Program Kegiatan DBHCHT di Kabupaten Blitar Berjalan Lancar, Berikan Dampak Nyata Bagi Petani Tembakau
Program kegiatan yang dibiayai melalui Dana Bagi Hasil Cukai Hasil Tembakau (DBHCHT) di Kabupaten Blitar terpantau berjalan sesuai ketentuan dan lancar. Pemerintah Provinsi Jawa Timur pun menerjunkan tim untuk melakukan monitoring di Kabupaten Blitar dan hasilnya program kegiatan melalui DBHCHT memberikan dampak nyata bagi petani tembakau.

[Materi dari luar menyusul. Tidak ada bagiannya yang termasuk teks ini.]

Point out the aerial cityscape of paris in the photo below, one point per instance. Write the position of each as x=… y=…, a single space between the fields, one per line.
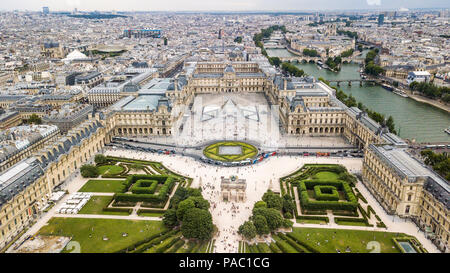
x=249 y=126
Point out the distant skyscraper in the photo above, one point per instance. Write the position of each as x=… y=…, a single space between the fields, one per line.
x=380 y=19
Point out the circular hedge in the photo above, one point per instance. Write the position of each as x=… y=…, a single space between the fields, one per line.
x=247 y=151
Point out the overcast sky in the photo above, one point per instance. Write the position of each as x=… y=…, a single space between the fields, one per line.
x=218 y=5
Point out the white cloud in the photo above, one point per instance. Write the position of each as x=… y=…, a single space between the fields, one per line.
x=373 y=2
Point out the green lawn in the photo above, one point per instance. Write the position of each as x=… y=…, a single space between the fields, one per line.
x=310 y=221
x=331 y=239
x=350 y=223
x=151 y=214
x=89 y=233
x=110 y=169
x=96 y=204
x=103 y=186
x=326 y=176
x=248 y=151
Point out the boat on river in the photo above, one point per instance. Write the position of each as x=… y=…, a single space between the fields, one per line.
x=400 y=92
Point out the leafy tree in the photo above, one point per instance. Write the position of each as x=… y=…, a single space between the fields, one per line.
x=288 y=215
x=200 y=202
x=273 y=200
x=248 y=230
x=100 y=159
x=183 y=207
x=260 y=204
x=275 y=61
x=34 y=119
x=287 y=223
x=310 y=52
x=288 y=204
x=89 y=171
x=170 y=219
x=292 y=69
x=260 y=224
x=197 y=224
x=273 y=217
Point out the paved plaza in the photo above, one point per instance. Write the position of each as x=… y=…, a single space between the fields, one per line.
x=228 y=216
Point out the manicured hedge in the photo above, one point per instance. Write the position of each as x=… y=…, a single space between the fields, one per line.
x=144 y=186
x=275 y=248
x=307 y=203
x=412 y=241
x=160 y=197
x=326 y=193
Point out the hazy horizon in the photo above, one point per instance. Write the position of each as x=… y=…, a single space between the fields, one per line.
x=222 y=6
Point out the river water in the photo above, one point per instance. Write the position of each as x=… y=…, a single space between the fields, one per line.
x=413 y=120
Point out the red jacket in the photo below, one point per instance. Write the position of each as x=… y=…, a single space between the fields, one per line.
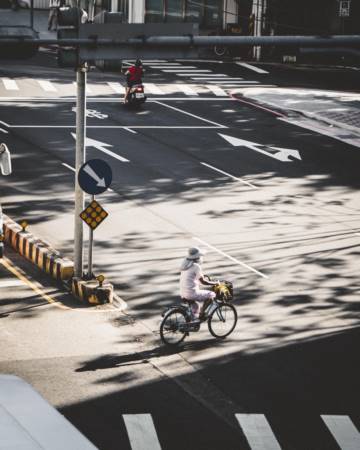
x=134 y=73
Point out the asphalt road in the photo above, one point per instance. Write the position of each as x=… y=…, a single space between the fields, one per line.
x=283 y=228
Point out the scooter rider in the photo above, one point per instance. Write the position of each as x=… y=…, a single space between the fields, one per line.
x=133 y=76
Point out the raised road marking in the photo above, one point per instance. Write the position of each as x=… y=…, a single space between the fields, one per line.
x=10 y=85
x=117 y=87
x=153 y=89
x=141 y=432
x=47 y=85
x=15 y=271
x=251 y=67
x=229 y=175
x=190 y=114
x=258 y=432
x=344 y=431
x=231 y=258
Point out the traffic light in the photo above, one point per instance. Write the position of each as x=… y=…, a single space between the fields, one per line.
x=69 y=19
x=24 y=42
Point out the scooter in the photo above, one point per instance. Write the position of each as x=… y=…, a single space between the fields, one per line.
x=136 y=96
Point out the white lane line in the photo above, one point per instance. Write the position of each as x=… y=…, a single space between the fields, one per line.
x=190 y=114
x=88 y=88
x=186 y=89
x=73 y=170
x=11 y=283
x=251 y=67
x=184 y=70
x=344 y=431
x=10 y=85
x=47 y=86
x=141 y=432
x=258 y=432
x=216 y=90
x=153 y=89
x=229 y=175
x=69 y=167
x=130 y=130
x=116 y=87
x=231 y=258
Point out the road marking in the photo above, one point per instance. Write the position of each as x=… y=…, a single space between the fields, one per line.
x=11 y=283
x=191 y=71
x=10 y=85
x=344 y=431
x=73 y=170
x=102 y=147
x=117 y=87
x=231 y=258
x=11 y=268
x=47 y=85
x=153 y=89
x=216 y=90
x=141 y=432
x=251 y=67
x=186 y=89
x=190 y=114
x=258 y=432
x=130 y=130
x=229 y=175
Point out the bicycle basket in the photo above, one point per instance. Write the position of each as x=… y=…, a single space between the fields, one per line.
x=224 y=291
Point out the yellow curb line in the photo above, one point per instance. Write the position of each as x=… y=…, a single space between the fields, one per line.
x=8 y=265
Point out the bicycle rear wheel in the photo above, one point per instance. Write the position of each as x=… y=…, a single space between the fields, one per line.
x=173 y=327
x=222 y=321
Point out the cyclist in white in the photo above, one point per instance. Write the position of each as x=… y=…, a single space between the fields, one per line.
x=190 y=278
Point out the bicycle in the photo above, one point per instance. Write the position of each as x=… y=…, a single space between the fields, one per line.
x=221 y=317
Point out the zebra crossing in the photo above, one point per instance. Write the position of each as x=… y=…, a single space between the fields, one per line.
x=191 y=82
x=255 y=427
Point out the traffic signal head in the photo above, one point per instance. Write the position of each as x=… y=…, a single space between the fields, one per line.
x=69 y=20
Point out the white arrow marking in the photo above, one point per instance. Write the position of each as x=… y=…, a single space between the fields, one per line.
x=100 y=181
x=282 y=154
x=102 y=147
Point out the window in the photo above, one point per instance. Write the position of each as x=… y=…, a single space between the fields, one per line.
x=154 y=11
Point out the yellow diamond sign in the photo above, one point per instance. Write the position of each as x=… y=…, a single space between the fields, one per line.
x=93 y=214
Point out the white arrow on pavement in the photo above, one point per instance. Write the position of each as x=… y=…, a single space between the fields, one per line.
x=102 y=147
x=282 y=154
x=100 y=181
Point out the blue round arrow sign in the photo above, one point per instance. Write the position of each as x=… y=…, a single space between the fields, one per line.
x=95 y=176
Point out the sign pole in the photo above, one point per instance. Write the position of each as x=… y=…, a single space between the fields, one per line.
x=79 y=161
x=91 y=244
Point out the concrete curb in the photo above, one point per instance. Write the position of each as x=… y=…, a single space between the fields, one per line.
x=48 y=260
x=92 y=292
x=291 y=112
x=37 y=251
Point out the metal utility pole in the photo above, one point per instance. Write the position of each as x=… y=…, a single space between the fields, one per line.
x=81 y=75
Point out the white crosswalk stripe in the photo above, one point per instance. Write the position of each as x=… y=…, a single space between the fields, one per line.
x=153 y=89
x=141 y=432
x=258 y=432
x=344 y=431
x=116 y=87
x=186 y=89
x=47 y=85
x=10 y=85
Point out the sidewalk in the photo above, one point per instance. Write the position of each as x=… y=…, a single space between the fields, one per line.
x=340 y=109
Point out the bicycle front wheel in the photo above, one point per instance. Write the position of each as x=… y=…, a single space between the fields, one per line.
x=173 y=327
x=222 y=321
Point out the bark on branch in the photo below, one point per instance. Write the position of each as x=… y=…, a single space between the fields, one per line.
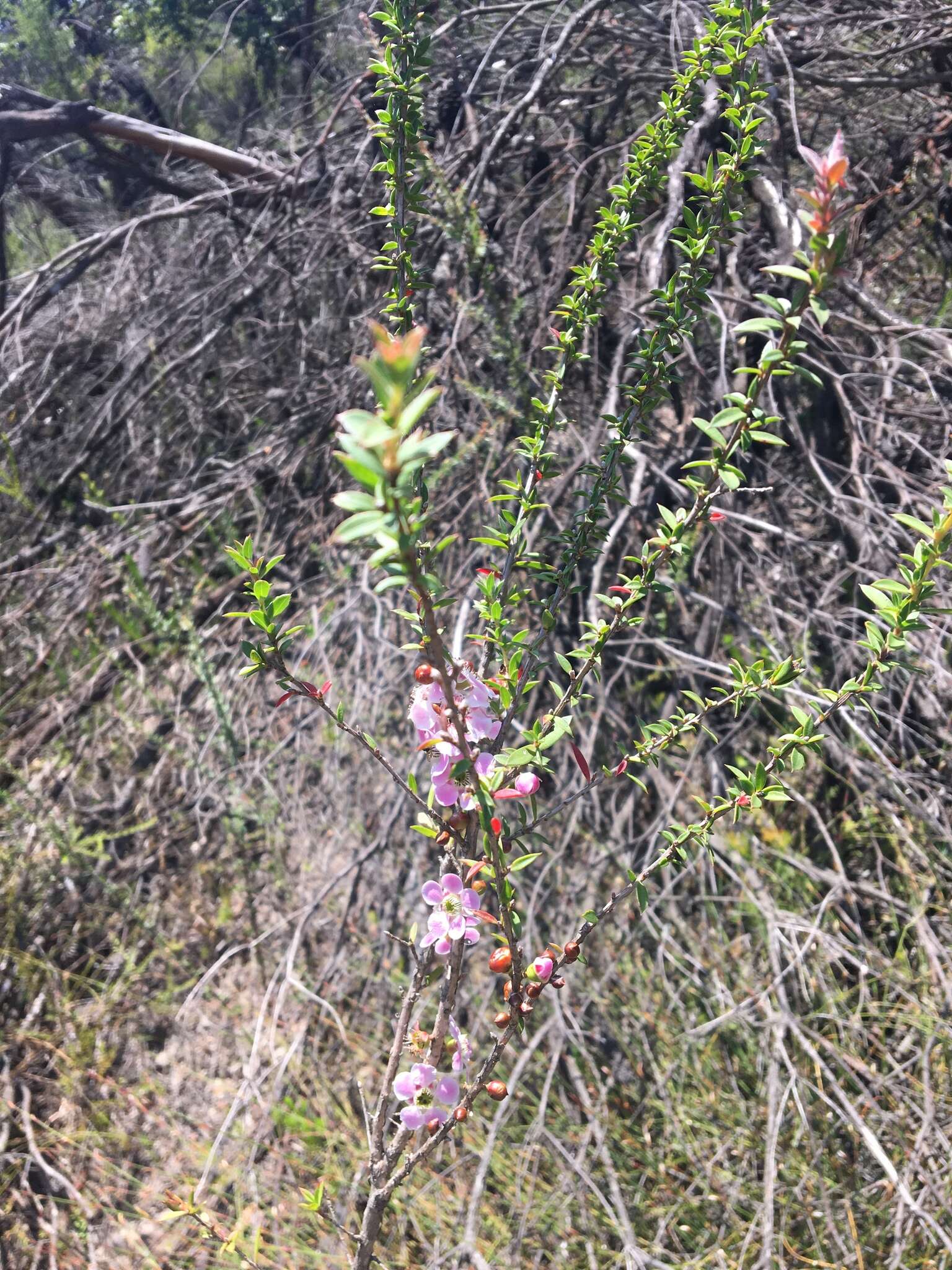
x=45 y=117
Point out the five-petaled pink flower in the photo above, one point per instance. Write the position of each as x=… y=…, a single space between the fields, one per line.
x=420 y=1088
x=454 y=916
x=523 y=786
x=475 y=704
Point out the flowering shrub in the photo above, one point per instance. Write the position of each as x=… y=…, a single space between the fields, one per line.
x=487 y=760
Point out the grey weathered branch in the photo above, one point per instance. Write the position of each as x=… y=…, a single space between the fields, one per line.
x=45 y=117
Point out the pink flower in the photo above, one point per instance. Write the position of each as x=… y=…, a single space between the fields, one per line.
x=462 y=1054
x=523 y=786
x=474 y=704
x=447 y=790
x=420 y=1086
x=452 y=918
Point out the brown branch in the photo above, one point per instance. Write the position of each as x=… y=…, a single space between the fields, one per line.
x=50 y=118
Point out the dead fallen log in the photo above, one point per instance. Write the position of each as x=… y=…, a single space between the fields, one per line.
x=43 y=117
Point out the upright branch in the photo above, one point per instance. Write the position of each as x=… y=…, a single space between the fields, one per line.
x=402 y=70
x=724 y=48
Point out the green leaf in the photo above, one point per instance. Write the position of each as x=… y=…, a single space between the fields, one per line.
x=359 y=526
x=788 y=271
x=523 y=861
x=368 y=430
x=912 y=522
x=879 y=597
x=355 y=500
x=758 y=326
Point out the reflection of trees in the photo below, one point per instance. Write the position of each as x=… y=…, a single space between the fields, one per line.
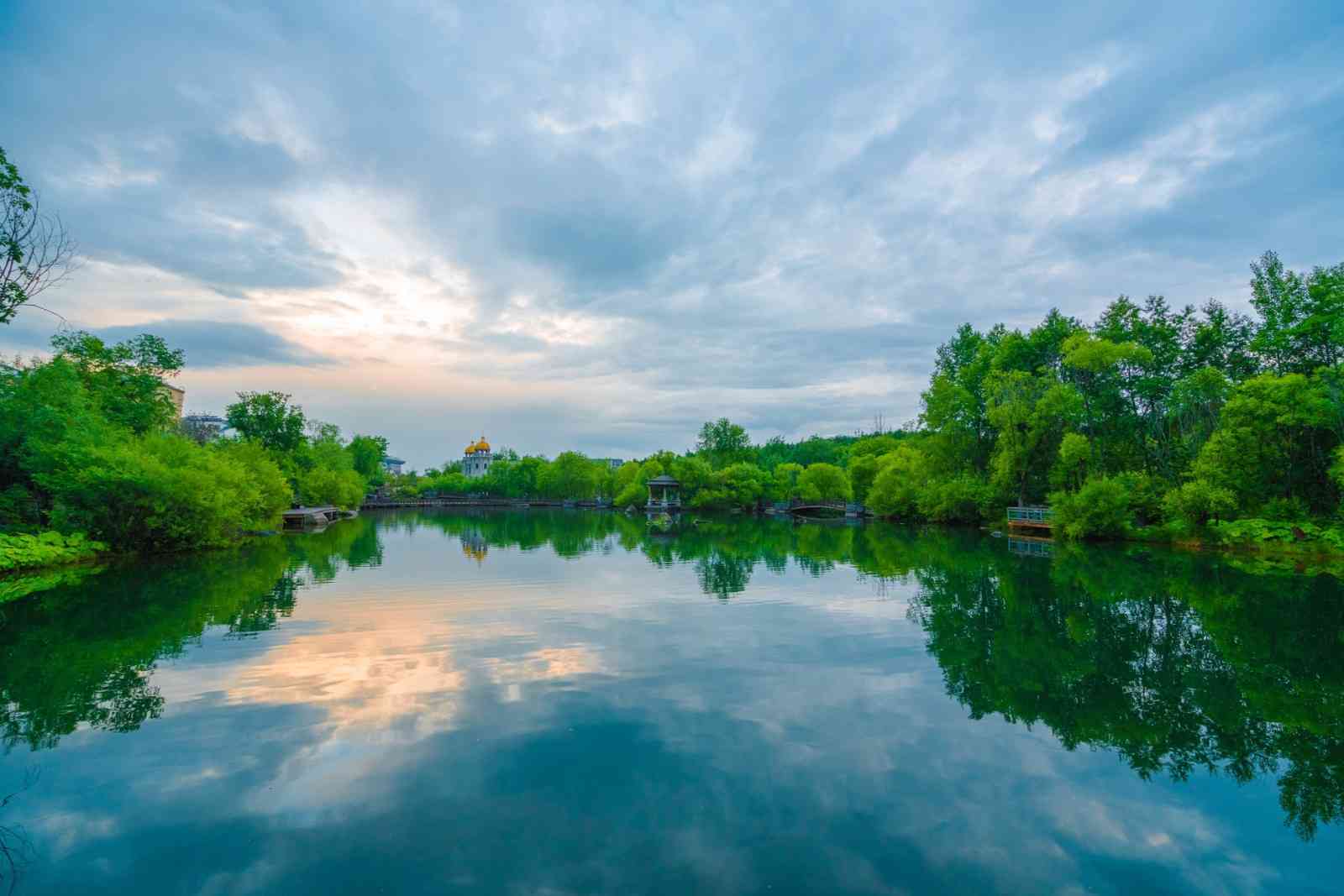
x=1173 y=661
x=81 y=653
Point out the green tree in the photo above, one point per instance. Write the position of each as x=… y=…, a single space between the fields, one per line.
x=367 y=453
x=569 y=476
x=1301 y=317
x=824 y=483
x=1273 y=443
x=723 y=443
x=127 y=379
x=269 y=418
x=35 y=250
x=904 y=476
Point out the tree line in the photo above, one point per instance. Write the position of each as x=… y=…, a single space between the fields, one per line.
x=91 y=443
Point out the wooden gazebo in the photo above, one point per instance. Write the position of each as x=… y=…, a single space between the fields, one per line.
x=664 y=495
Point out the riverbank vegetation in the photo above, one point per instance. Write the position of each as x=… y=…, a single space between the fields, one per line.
x=91 y=454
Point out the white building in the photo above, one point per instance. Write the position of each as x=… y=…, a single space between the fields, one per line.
x=477 y=458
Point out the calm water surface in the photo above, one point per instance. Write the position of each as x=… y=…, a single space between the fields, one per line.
x=562 y=703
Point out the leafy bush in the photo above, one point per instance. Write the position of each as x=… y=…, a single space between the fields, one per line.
x=1146 y=496
x=49 y=548
x=895 y=490
x=824 y=483
x=159 y=492
x=963 y=499
x=1200 y=501
x=1278 y=532
x=1099 y=510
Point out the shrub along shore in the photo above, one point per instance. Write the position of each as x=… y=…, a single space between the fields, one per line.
x=1194 y=426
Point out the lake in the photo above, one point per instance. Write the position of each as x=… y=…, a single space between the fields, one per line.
x=421 y=701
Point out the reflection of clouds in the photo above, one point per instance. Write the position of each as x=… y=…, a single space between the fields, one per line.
x=528 y=725
x=546 y=664
x=370 y=678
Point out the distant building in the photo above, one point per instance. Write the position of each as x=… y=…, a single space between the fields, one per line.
x=178 y=396
x=203 y=427
x=477 y=458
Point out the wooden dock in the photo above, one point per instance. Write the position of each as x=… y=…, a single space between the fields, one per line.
x=1030 y=517
x=300 y=517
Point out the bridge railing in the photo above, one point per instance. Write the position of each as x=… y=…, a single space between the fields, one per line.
x=1030 y=515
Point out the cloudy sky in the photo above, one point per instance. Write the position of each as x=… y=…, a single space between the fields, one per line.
x=596 y=226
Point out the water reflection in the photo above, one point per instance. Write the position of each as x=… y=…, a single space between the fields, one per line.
x=432 y=668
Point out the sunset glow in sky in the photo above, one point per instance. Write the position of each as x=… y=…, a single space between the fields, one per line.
x=595 y=226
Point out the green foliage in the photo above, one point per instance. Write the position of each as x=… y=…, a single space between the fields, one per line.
x=367 y=453
x=824 y=483
x=1072 y=468
x=784 y=481
x=961 y=499
x=1101 y=508
x=1299 y=535
x=1303 y=317
x=125 y=380
x=723 y=443
x=1200 y=501
x=45 y=550
x=1273 y=441
x=864 y=470
x=570 y=476
x=269 y=418
x=900 y=479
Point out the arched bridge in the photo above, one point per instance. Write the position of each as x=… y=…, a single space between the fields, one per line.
x=820 y=508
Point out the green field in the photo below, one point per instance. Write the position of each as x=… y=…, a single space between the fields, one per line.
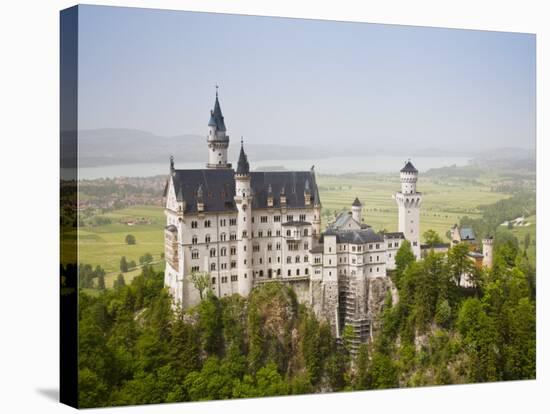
x=444 y=203
x=105 y=245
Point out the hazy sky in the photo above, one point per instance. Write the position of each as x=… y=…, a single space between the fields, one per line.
x=311 y=82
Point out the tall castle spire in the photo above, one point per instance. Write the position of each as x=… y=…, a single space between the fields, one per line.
x=243 y=168
x=217 y=139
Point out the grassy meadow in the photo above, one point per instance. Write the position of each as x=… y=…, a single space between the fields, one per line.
x=444 y=202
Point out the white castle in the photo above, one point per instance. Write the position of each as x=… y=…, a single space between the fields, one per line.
x=244 y=228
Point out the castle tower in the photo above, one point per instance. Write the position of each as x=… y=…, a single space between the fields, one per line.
x=217 y=139
x=357 y=210
x=243 y=201
x=408 y=202
x=487 y=243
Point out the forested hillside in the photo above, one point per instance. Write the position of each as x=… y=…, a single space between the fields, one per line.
x=135 y=349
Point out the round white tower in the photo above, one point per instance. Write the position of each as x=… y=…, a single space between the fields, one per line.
x=243 y=202
x=408 y=202
x=357 y=210
x=217 y=139
x=487 y=243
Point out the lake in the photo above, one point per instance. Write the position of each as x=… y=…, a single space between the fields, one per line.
x=334 y=165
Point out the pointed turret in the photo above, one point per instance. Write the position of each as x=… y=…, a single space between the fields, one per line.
x=216 y=116
x=217 y=139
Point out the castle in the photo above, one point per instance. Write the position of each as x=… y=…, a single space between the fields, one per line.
x=244 y=228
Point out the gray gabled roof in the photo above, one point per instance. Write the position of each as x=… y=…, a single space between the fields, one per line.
x=216 y=117
x=409 y=168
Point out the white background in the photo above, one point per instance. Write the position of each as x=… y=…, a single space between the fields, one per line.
x=29 y=73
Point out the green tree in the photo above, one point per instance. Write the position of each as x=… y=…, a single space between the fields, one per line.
x=146 y=258
x=123 y=264
x=101 y=282
x=119 y=282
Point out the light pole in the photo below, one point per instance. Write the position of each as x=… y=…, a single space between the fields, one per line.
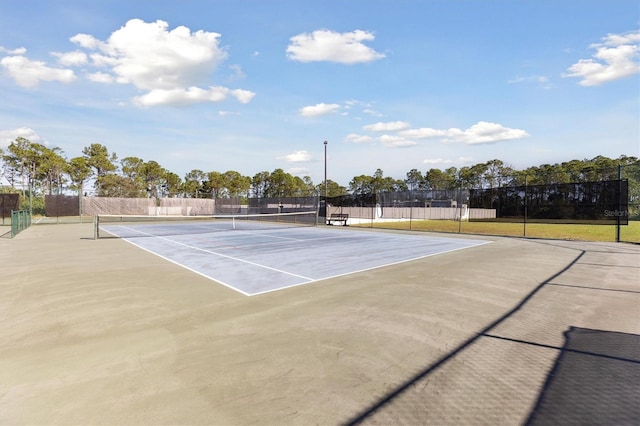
x=325 y=175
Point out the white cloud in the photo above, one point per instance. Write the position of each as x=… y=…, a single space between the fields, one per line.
x=71 y=59
x=331 y=46
x=242 y=96
x=387 y=127
x=171 y=67
x=190 y=95
x=434 y=161
x=297 y=157
x=396 y=141
x=18 y=51
x=29 y=73
x=459 y=160
x=423 y=133
x=9 y=136
x=355 y=138
x=151 y=57
x=615 y=58
x=540 y=80
x=86 y=40
x=480 y=133
x=298 y=171
x=319 y=109
x=100 y=77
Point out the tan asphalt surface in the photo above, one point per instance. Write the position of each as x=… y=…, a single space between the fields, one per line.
x=99 y=332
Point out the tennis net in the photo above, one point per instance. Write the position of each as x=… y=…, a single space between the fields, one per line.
x=132 y=226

BLITAR, SJP - Program kegiatan yang dibiayai melalui Dana Bagi Hasil Cukai Hasil Tembakau di Kabupaten Blitar terpantau berjalan lancar, sesuai ketentuan dan memberikan dampak nyata bagi petani tembakau.
Pelaksanaan berbagai program melalui DBHCHT di Kabupaten Blitar dimonitoring langsung oleh Pemerintah Provinsi Jawa Timur. Dalam hal ini Pemprov Jatim menerjunkan tim khusus untuk memantau pelaksanaan program yang dibiayai melalui DBHCHT Tahun 2025.
Koordinator Sumber Daya Alam Biro Perekonomian Setdaprov Jawa Timur (Jatim) Nurhayati menjelaskan ada satu desa di wilayah Kabupaten Blitar yang menjalankan tiga program sekaligus yang dibiayai melalui DBHCHT Tahun 2025.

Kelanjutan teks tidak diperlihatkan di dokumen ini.